Муж оказался дома. Но под воздействием маминого наваристого борща и пирожков с картошкой, луком и с мясом, он уже подобрел и смягчился. Так что на задержку жены сверх регламентированного времени еще на полтора часа посмотрел сквозь пальцы.
– Дорогая! – раскрыл он ей свои объятия. – Как же я соскучился без тебя! Иди скорей ко мне!
– Подожди, – сварливо, словно столетняя бабка, отозвалась Мариша. – Дай обувь хотя бы с ног сниму.
И, поражаясь самой себе, она протопала в ванную комнату, где тщательно обтерла сапожки от налипшей на них глины. Тщательно вымыла руки, поправила прическу. И только после этого подошла к мужу. Впрочем, прическу он ей снова тут же смял, заграбастав ее в свои могучие объятия.
– Как же я тебя люблю! – провозгласил он, едва не оглушив Маришу. – Ты себе просто не представляешь.
– Не представляю. Нормальные мужья всегда дома, всегда под рукой. А ты… А у тебя… У тебя всегда есть дела поважнее меня.
– Для меня нет никого важнее тебя, – совершенно серьезно заявил ей Смайл.
– Как же! Так я тебе и поверила!
– Я говорю правду.
– Что я сама не вижу, что с нами происходит! Ты меня не любишь! Тебя никогда нету рядом.
– Но сейчас-то я рядом, – резонно возразил Марише муж.

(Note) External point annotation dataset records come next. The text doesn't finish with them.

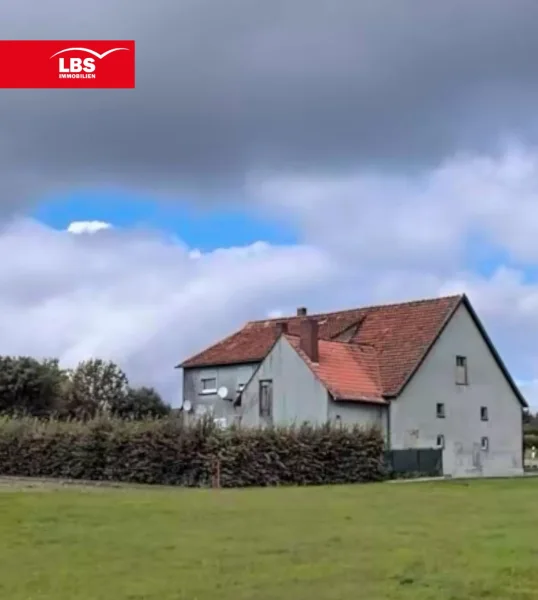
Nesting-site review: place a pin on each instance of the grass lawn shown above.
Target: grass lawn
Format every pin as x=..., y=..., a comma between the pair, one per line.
x=416, y=541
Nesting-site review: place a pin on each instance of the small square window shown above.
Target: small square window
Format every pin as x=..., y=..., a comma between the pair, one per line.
x=461, y=370
x=209, y=385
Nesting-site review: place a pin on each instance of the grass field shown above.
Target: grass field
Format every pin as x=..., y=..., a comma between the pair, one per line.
x=438, y=541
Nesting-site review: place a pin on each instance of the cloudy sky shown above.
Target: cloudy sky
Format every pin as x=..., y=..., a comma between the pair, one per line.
x=327, y=153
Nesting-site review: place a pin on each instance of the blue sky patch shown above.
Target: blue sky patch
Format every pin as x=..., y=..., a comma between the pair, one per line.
x=206, y=229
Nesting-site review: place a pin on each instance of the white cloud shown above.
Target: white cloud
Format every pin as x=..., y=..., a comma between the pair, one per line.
x=78, y=227
x=149, y=301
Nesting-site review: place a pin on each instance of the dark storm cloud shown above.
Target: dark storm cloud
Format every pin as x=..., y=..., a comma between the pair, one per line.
x=228, y=87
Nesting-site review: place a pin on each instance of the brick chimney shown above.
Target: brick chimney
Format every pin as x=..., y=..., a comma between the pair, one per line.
x=309, y=339
x=282, y=327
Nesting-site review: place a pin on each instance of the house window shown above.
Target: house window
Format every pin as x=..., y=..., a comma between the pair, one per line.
x=266, y=398
x=209, y=385
x=461, y=370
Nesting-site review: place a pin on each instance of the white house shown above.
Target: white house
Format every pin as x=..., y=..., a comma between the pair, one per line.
x=425, y=372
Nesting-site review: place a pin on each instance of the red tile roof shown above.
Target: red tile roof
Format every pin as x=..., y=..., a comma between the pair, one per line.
x=348, y=371
x=399, y=334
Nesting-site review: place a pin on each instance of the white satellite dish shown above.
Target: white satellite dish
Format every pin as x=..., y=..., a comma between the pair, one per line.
x=222, y=392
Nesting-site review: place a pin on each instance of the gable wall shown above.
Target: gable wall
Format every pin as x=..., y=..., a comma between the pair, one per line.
x=413, y=420
x=298, y=396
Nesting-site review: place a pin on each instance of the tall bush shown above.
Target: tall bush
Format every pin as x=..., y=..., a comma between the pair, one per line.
x=166, y=452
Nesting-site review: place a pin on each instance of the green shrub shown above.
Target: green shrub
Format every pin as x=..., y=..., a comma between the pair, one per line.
x=166, y=452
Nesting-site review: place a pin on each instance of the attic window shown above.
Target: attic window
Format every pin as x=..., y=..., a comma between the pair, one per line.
x=209, y=385
x=461, y=370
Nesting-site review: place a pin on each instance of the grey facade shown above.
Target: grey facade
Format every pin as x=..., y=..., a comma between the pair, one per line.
x=480, y=429
x=231, y=376
x=413, y=415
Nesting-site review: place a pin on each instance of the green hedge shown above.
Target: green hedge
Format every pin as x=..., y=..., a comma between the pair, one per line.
x=165, y=452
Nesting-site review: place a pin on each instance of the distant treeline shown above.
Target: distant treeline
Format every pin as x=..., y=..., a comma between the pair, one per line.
x=43, y=389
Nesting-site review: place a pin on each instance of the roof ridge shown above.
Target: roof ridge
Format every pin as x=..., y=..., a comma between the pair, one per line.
x=329, y=341
x=368, y=307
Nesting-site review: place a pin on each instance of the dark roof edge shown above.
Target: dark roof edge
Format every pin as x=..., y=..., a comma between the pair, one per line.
x=466, y=302
x=250, y=361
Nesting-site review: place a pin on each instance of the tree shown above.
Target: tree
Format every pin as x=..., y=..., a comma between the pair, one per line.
x=95, y=386
x=141, y=403
x=29, y=386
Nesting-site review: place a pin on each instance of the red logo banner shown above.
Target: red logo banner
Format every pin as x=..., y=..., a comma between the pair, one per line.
x=67, y=64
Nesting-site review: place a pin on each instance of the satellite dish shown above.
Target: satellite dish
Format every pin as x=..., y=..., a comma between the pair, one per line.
x=222, y=392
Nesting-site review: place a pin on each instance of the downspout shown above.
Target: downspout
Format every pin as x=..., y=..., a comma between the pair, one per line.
x=389, y=444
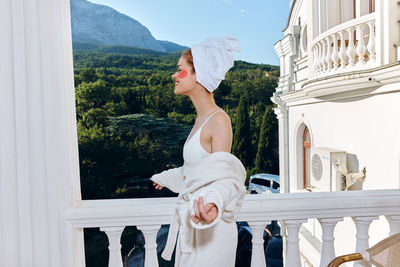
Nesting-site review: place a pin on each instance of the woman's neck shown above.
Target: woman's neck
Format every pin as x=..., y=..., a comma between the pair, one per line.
x=203, y=102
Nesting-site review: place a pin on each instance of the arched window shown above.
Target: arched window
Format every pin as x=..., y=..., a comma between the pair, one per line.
x=306, y=158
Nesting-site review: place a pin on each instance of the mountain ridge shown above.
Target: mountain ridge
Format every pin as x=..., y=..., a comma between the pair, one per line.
x=102, y=25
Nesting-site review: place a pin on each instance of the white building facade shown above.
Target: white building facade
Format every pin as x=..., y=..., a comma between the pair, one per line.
x=42, y=215
x=339, y=105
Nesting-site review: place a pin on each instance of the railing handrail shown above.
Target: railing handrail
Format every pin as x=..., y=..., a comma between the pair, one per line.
x=345, y=25
x=152, y=211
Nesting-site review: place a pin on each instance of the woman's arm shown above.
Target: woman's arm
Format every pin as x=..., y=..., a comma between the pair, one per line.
x=171, y=178
x=219, y=130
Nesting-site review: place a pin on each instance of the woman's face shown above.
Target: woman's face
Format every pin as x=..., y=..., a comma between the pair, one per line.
x=185, y=79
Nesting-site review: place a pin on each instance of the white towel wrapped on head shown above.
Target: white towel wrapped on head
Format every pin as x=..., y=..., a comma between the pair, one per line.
x=212, y=58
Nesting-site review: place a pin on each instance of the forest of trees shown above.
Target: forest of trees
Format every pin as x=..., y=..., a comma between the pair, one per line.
x=131, y=125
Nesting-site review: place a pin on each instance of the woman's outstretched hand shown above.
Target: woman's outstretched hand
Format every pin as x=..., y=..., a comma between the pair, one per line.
x=157, y=186
x=204, y=213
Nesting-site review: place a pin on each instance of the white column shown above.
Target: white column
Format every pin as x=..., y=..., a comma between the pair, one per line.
x=361, y=48
x=114, y=238
x=362, y=8
x=282, y=115
x=342, y=52
x=292, y=257
x=351, y=51
x=371, y=42
x=362, y=226
x=394, y=224
x=39, y=176
x=335, y=53
x=386, y=31
x=328, y=246
x=150, y=237
x=257, y=254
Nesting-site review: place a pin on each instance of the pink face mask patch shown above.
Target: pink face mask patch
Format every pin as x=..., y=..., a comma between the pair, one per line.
x=182, y=74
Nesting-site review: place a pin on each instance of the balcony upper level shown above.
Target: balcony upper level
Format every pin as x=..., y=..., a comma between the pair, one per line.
x=345, y=42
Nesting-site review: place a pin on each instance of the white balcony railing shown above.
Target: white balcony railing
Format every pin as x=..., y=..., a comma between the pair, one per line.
x=292, y=210
x=347, y=47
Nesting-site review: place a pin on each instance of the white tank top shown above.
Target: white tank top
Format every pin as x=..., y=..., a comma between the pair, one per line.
x=193, y=151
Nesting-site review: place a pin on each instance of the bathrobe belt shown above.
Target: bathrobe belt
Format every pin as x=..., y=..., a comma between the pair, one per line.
x=180, y=222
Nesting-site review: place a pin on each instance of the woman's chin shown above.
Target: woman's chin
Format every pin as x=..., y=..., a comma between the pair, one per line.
x=178, y=91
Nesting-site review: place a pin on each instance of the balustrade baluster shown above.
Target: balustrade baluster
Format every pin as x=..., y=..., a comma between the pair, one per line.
x=114, y=237
x=323, y=54
x=150, y=237
x=319, y=59
x=328, y=246
x=342, y=51
x=335, y=54
x=351, y=51
x=362, y=226
x=394, y=224
x=257, y=254
x=328, y=56
x=292, y=257
x=371, y=41
x=361, y=48
x=314, y=60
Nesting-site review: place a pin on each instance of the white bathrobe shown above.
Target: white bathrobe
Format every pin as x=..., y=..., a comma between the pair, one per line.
x=219, y=178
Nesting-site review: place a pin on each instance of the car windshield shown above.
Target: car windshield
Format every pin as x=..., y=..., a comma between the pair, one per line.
x=262, y=182
x=275, y=185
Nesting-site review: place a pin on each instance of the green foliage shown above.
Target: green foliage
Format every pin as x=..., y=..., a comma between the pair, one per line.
x=267, y=159
x=131, y=125
x=242, y=135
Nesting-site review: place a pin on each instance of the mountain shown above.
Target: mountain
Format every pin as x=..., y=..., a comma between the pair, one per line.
x=100, y=24
x=114, y=49
x=172, y=47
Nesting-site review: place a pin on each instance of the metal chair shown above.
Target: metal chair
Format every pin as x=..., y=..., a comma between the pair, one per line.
x=386, y=253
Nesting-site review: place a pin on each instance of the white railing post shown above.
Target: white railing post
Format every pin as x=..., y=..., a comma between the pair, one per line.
x=342, y=51
x=328, y=57
x=150, y=237
x=257, y=253
x=351, y=51
x=362, y=226
x=292, y=257
x=394, y=224
x=114, y=237
x=361, y=48
x=335, y=53
x=328, y=246
x=371, y=41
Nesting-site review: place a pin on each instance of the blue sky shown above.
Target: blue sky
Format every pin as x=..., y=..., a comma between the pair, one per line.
x=257, y=24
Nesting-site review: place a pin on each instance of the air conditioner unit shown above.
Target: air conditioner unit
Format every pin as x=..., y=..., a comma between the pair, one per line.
x=326, y=166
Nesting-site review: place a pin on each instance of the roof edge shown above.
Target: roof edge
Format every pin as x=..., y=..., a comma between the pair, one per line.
x=290, y=14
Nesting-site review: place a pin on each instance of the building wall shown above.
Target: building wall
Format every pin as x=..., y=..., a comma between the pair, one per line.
x=364, y=127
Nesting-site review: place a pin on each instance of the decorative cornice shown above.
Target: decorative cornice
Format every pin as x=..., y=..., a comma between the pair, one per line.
x=341, y=86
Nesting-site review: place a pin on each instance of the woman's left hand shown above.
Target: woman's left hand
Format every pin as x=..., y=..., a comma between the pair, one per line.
x=204, y=213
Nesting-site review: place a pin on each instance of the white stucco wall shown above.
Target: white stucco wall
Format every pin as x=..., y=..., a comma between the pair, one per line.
x=367, y=128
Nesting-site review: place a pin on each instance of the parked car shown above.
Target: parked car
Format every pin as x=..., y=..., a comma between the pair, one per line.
x=264, y=183
x=272, y=247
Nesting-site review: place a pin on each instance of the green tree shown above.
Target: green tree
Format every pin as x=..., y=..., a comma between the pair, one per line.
x=242, y=136
x=267, y=159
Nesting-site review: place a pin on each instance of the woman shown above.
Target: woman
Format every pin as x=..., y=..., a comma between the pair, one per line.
x=211, y=181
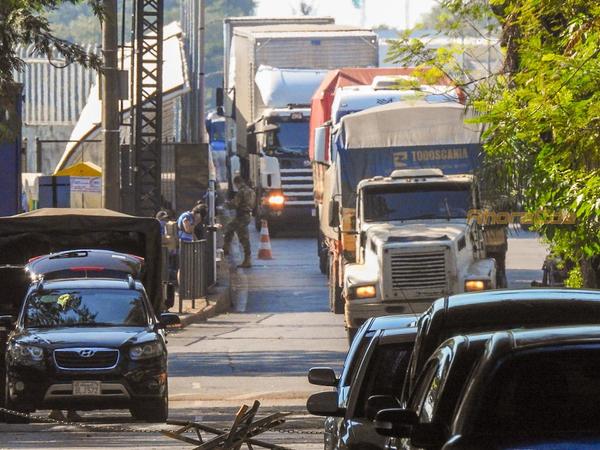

Мариша не нашлась, что ответить ему на это. Поэтому они еще немножко поругались, потом помирились, а потом пошли лопать мамин борщ с пирожками. Сама мама Мариши к этому времени таинственно исчезла, оставив вместо себя Дину и записку на столе.
Записка предназначалась Марише, но первым на кухню из душа вошел Смайл и он же первым прочитал ее.
– «Не болтайся со своим расследованием, пока муж дома», – прочитал он вслух и, посмотрев на Маришу, спросил: – Любимая, что это значит? Ты снова ведешь какое-то расследование?
– Не какое-то, а очень важное. Помнишь Ритку?
– Это такая высокая, долговязая пискля?
– Ну, в принципе верно. Значит, ты ее помнишь?
– Еще бы. У нас на свадьбе она пела так, что все гости разбежались. И что с ней случилось?
– Не с ней. С ее мужем.
– А с ним что? Мне казалось, что такой доходяга воды не замутит.
– Замутил, – вздохнула Мариша. – И еще как. Вляпался по полной программе.
– И что же он натворил?
– Сначала мы все думали, что он порешил родного дядю.
– Порешил? В смысле убил?
– Подожди, – поморщилась Мариша. – Дослушай до конца. Потом оказалось, что дядя ему не родной и даже вовсе никакой не дядя. И мало того что не дядя, так и сам этот дядя еще жил под чужим именем.
– Потрясающе! И как этому Риткиному мужу удалось так все лихо закрутить?
– Мы и сами бы хотели знать.
– И я бы не отказался. Но для начала я бы хотел услышать всю историю целиком.
Под борщ история совершенного или не совершенного Никиткой преступления пошла на ура. И к тому моменту, когда Смайл доедал последнюю ложку знаменитого маминого жаркого из свининки с фасолью, он был уже полностью в курсе произошедшего.
– Ну и дела! – произнес он наконец, откидываясь на спинку стула и довольно поглаживая живот.
Во время обеда Смайл опрокинул в себя несколько рюмочек и теперь пребывал в самом что ни на есть отличном настроении.
– Ну и дела, – повторил он. – Выходит, что этот Паршавин украл документы у своего соседа Цыплакова и все время, пока его не кокнули, жил под чужим именем?
– Выходит, что да.
– Но как такое возможно? Разве настоящему Цыплакову не приходили какие-то заказные письма, извещения, квитанции по оплате, наконец? Он должен был смекнуть, что кто-то использует его паспорт и его имя.
– Не знаю. Вероятно, второй Цыплаков как-то решил этот вопрос.